Data needs interpretation, to be understood and shaped to use in actionable (and profitable) ways. It is imperative that marketers (who are not in research) ask questions about the inputs used for the analysis. It is not necessary to understand the statistics used by the analyst or the consultant, but understanding the ingredients used by the analyst is very important.

Notice a Pattern?

According to MRI, here are the top 10 DMAs for adults who spent more than $150 on eyeglasses in the past 12 months:

  1. Ft. Smith/ Fayetteville/ Springdale/ Rodgers, Ark.
  2. Waco/ Temple/ Bryan, Ala.
  3. Huntsville/ Decatur (Florence), Ala.
  4. Minneapolis/ St.
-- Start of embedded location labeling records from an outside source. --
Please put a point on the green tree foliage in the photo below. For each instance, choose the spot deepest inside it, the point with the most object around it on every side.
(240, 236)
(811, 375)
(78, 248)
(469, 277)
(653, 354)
Paul
  5. Shreveport, La.
  6. Cedar Rapids/ Waterloo/ Iowa City & Dubuque, Iowa
  7. Knoxville, Tenn.
  8. Louisville, Ky.
  9. Tri-Cities, Tenn./ Va.
  10. Birmingham (Anniston and Tuscaloosa), Ala.

Source: MRI's Market-by-Market study

Notice any patterns in these cities?

Here’s a hint:

  1. University of Arkansas
  2. Baylor/Texas AM
  3. University of Alabama Huntsville/Alabama AM/Embry Riddle
  4. University of Minnesota
  5. Louisiana Tech/Grambling
  6. University of Iowa
  7. University of Tennessee
  8. University of Louisville
  9. East Tennessee State University/King College
  10. University of Alabama/University of Alabama Birmingham

Just a guess, but I would think per capita eyeglass purchases would be higher in towns close to a major university. The key to good research is to look beyond the bar charts and the top ten list. Understanding why these are top DMA’s is the real value of research.

Reporting vs. Analytics

According to Alterian, less than half (47%) of marketing professionals in North America and the U.K. are currently use analytics to measure online campaign results.

In this sixth annual marketing study from the analytics platform provider, 1,545 marketers, agencies, marketing services providers and systems integrators in the U.S. and U.K. were surveyed.

More than half (51%) reported using three to six applications in campaigns, another 23% reported using seven or more, and just 26% use two or fewer.

Two points.

First, reporting is an examination of “how we did,” while analytics is the actionable insights that can tell you “what is possible” or “how we can improve.” I’m not sure they make the distinction in the survey. It would be interesting to know how many who said they were using analytics actually know the difference.

Second, a lot of applications are being used. Do you get the sense that a lot of shops are saddled with WebTrends and are using other tools to get around the problems with the product? Google Analytics, the soon to be free Yahoo Analytics, and Omniture are the class leaders and I’m guessing they make up a large portion of the two or fewer group. Just a guess, the future for WebTrends is not bright.